What is the Quality Performance Category?
The Quality performance category is the MIPS replacement for PQRS. Its purpose is to encourage providers to perform clinical activities that will improve the quality of care.
The Quality category requires providers to report on six (6) standardized quality measures in 2017. There are hundreds of measures to choose from, and most are identical (or nearly so) to those that were available under PQRS. There are six types of measures. They are:
- Intermediate Outcome
- Patient Engagement/Experience
Some measures are designated high priority measures. The six (6) selected measures must include at least one measure that is an outcome measure and/or a high priority measure.
There are several important differences between MIPS Quality and PQRS. The two most significant differences are:
- Measures Group reporting with a 20-patient sample is no longer permitted.
- For each selected quality measure, the quality outcome must be reported for at least 50% of all eligible patients/encounters regardless of payer. (This threshold will increase to 60% in 2018 and 90% in 2019.)
The following table compares the reporting requirements for the MIPS Quality performance category with those for the now-expired PQRS program.
Comparison of MIPS Quality performance criteria with PQRS.

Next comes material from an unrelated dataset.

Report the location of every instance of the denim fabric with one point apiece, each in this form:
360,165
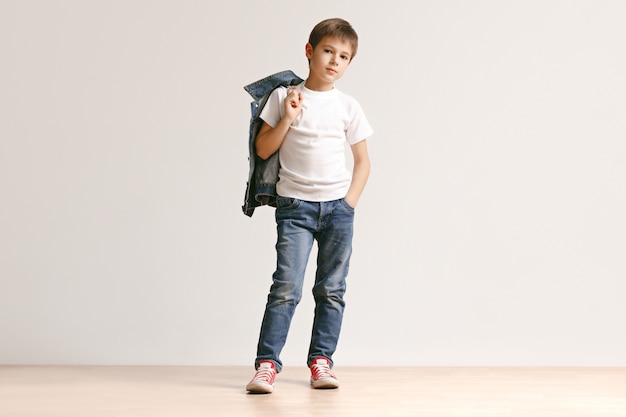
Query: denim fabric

(measures group reporting)
|Number of quality measures that must be reported||Exactly 6||At least 9||All measures included in the measures group|
|Additional measure restrictions||At least one (1) measure must be an outcomes measure or, if no relevant outcomes measure is available, a high-priority measure||Selected measures must span at least three of the six National Quality Strategy (NQS) domains||None|
|Data completeness requirement||For each measure: at least 50%* of eligible patients, and not less than 20 patients; at least one patient must meet the quality objective||For each measure: at least 50% of eligible patients, and not less than 20 patients; at least one patient must meet the quality objective||20 patients|
|Payer restrictions||None: Data must be submitted for all payers||Only patients with Medicare as the primary payer||At least 11 patients must have Medicare as the primary payer|
* This threshold increases to 60% for 2018 and 90% for 2019 and beyond.
Quality Scoring: Basics
Ten (10) possible “category points” are available for each of the six reported measures, for a total possible category score of 60 category points. In 2017, this translates to a possible 60 MIPS CPS points.
For each measure, category points are awarded by comparing the performance rate with decile benchmarks that, in most cases, are pre-determined. For example, here are the 2017 decile benchmarks for Measure 178, which is a rheumatology-specific measure.
Decile breaks for Measure 178: Rheumatoid Arthritis (RA): Function and Status Assessment
In this example, a provider who reports a performance rate of 78% would fall in decile 6 (74.47-81.36%), and therefore he or she would receive between 6 and 7 category points for this measure. (Partial category points are awarded for performance rates that fall between decile breaks.)
Quality Scoring: Advanced Concepts
Some Quality measures, including some rheumatology measures, do not have decile benchmarks established in advance. In these cases, CMS will establish benchmarks from the data submitted for the performance year provided that at least 20 providers submit that measure with at least 20 patients/encounters each.
There are a few additional scoring rules:
- Any provider who fails to report a measure required under this category will receive zero (0) category points for that measure.
- For measures that cannot be scored, either because the data completeness requirement is not met or because no decile benchmarks can be set from the submitted data, a provider will automatically receive three (3) category points.
- The first reported high priority measure is required to be reported. Thereafter, each additional outcome or patient experience measure receives two (2) bonus category points, and other additional high priority measures receive one (1) bonus category point, provided data completeness requirements are met.
- Any measure submitted with “end-to-end” electronic reporting is eligible for one (1) bonus category point. End-to-end electronic reporting means the reporting process is fully automated and does not involve a manual abstraction or data entry step.
How to Report
In general, reporting Quality measures will require submission of clinical and claims data to CMS via a qualified registry, an entity specifically approved by CMS for this purpose. Some electronic health record (EHR) systems offer submission options for certain quality measures.
The Quality Payment Program identifies a rheumatology-specific Specialty Measure Set, composed of 13 rheumatology-relevant quality measures. This is a good place to look for candidate measures to report. However, the Specialty Measure Set is not the same thing as a PQRS Measures Group: it is not necessary to report all the measures in the Specialty Measure Set, nor is it necessary for rheumatology providers to select only from these measures.
The following QPP measures are particularly relevant for rheumatology providers.
Rheumatology-related QPP measures for the Quality performance category.
Not all measures are available through all submission options: the method of submission, for example the choice of qualified registry, may limit the measures that can be reported. Conversely, a registry that is approved by CMS as a Qualified Clinical Data Registry (QCDR) may have unique measures that can be submitted only through that registry. For example, some specialist societies also function as QCDRs and offer specialty-specific, non-QPP measures.